The mission of the 7th CSC is to provide mission command and response forces to assist European partners in the areas of disaster response, consequence management and humanitarian assistance should such incidents occur that exceed the capability of a host nation’s resources.

Benenati said the CSTs were established to provide an immediate response capability in response to a man-made or natural disaster involving chemical, biological, radiological or nuclear agents, where they serve as the advance incident party as part of Joint Task Force Consequence Management.

The command’s remaining CST, the 773rd, is the only Army CST operating outside the continental U.S. and is the only CBRN asset remaining in U.S. Army Europe.

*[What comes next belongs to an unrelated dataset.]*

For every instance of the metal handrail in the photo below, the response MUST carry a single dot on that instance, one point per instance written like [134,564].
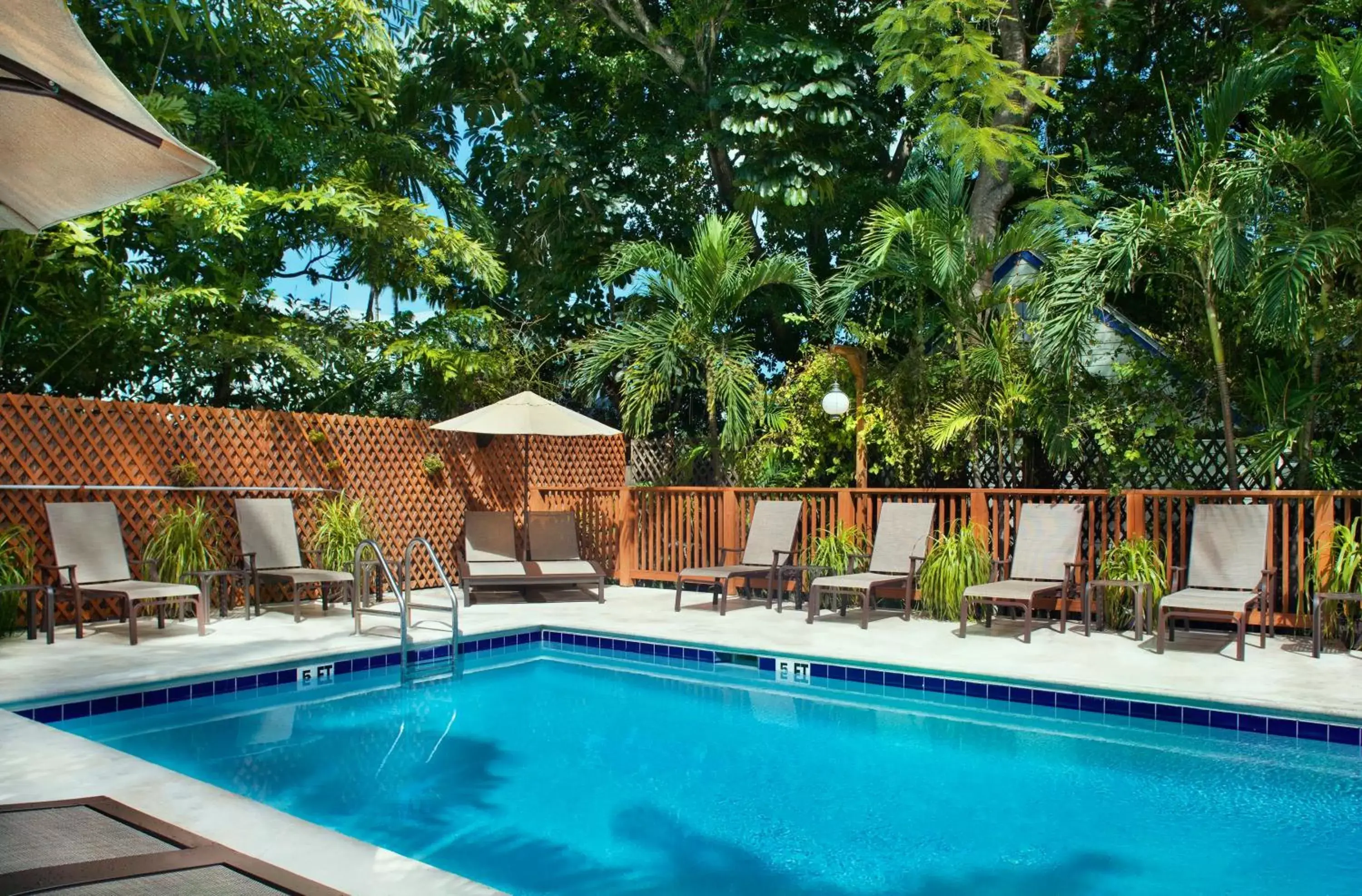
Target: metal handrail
[404,596]
[449,589]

Months prior to the official ceremony, many of the Soldiers from the three inactivated CSTs were assumed by the 7th CSC’s 773rd CST, where the CBRN trained Soldiers conducted annual training and monthly battle assemblies under the mentorship of the 773rd CST Active/Guard Reserve Soldiers.

“While we have deactivated three of these units today, our capability to respond to an incident has not diminished,” Benenati said. “In this period of unprecedented budgetary challenges facing our government, by inactivating these units, we have actually been able to increase our response strategy in other areas without costing the taxpayers one dime. We used the assets from these three organizations to almost double the size of our remaining CST, the 773rd CST. The 773rd CST is now the only civil support team operating and stationed outside of the United States.

“By adding a troop program unit of Army Reserve Soldiers to our existing 773rd CST, we meet this
objective and now have a built-in capability for reinforcements for larger or prolonged incidents,” Benenati continued. “We used other personnel assets from these inactivating CSTs to enhance the sustainment capability of our response strategy by building a maneuver control battalion which will aide in the movement of personnel and relief supplies coming from a variety of sources into the affected area. This inactivation does not limit our capability; it actually enhances our overall response strategy by filling in some of the gaps for services and functions.”

The 7th CSC’s response strategy principle is a tiered and scalable response to rapidly, efficiently and effectively assist a request from a host nation partner to contain and mitigate the effects of an incident.
“We don’t take this obligation lightly, and today’s ceremony illustrates another chapter in our  commitment to our European host nation partners that we will be ready to stand side-by-side with them when needed,” Benenati said. “For it is not a matter of if one of these incidents will occur, it is a matter of when.”